/  30 septembre 2011

L’été de la grande frousse

L’été qui vient de prendre fin aura été une source de grande inquiétude pour les investisseurs qui supportent difficilement les trop fortes fluctuations des marchés, surtout lorsque celles-ci semblent vouloir n’emprunter qu’une seule direction, en l’occurrence celle du bas. La saison estivale, qui s’annonçait ensoleillée et réparatrice, a été tout sauf reposante pour les investisseurs qui ont souffert de la même incertitude qui a contaminé et fait sombrer l’ensemble des marchés de la planète.

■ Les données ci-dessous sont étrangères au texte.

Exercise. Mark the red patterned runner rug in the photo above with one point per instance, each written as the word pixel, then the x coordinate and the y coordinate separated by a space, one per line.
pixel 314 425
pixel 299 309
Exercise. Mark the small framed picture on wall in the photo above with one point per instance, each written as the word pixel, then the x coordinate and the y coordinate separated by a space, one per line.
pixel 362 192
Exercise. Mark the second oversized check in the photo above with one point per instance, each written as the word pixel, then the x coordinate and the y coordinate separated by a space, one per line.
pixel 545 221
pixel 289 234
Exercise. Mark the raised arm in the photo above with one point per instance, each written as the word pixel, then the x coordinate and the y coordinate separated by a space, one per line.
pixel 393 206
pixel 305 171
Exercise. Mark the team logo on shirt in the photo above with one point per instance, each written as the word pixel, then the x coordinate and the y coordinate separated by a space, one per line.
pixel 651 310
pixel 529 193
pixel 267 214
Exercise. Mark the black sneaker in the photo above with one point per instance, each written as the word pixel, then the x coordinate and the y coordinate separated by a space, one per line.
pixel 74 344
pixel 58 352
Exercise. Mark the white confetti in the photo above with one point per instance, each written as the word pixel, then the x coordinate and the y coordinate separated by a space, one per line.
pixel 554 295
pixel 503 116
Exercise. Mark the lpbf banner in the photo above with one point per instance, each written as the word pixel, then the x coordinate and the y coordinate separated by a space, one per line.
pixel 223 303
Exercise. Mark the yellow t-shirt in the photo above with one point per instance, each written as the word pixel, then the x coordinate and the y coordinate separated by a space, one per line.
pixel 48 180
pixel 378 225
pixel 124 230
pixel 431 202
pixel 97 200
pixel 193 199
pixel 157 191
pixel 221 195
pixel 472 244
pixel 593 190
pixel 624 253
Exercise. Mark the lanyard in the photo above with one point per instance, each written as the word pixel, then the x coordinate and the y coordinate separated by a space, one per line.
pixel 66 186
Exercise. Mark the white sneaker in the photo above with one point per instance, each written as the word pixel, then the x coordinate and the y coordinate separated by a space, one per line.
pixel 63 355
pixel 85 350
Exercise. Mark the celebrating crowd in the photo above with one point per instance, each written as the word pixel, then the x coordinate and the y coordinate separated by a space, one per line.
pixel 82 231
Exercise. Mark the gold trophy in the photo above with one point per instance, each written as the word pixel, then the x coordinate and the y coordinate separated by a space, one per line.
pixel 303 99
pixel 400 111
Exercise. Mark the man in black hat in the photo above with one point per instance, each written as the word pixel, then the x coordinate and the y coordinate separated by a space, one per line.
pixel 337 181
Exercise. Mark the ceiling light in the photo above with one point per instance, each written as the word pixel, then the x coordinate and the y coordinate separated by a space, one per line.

La Bourse canadienne avait pourtant amorcé l’année de belle façon, en poursuivant sur sa lancée haussière des deux dernières années. Elle a cependant commencé à manifester des signes de faiblesse au printemps. Après avoir atteint un sommet à 14 270 points en avril, l’indice TSX de la Bourse de Toronto s’est soudainement mis à reculer à la suite de plusieurs événements perturbants et de nouvelles négatives.

Il y a d’abord eu le terrible tsunami qui a foudroyé le Japon le 11 mars dernier. Ce raz-de-marée a paralysé sérieusement les activités de la troisième puissance économique mondiale. Celle-ci étant aussi un partenaire commercial et économique majeur des États-Unis, l’activité économique de nos voisins du sud a été affectée du même coup. Dès lors, les experts ont évoqué un possible ralentissement printanier de la laborieuse reprise américaine. Cette éventualité a évidemment eu un impact au Canada, les États-Unis demeurant notre principal partenaire et client commercial.

Outre ces perspectives négatives, il faut se rappeler que le monde entier est aussi devenu le témoin d’un mouvement de libération politique sans précédent dans certains pays du monde arabe.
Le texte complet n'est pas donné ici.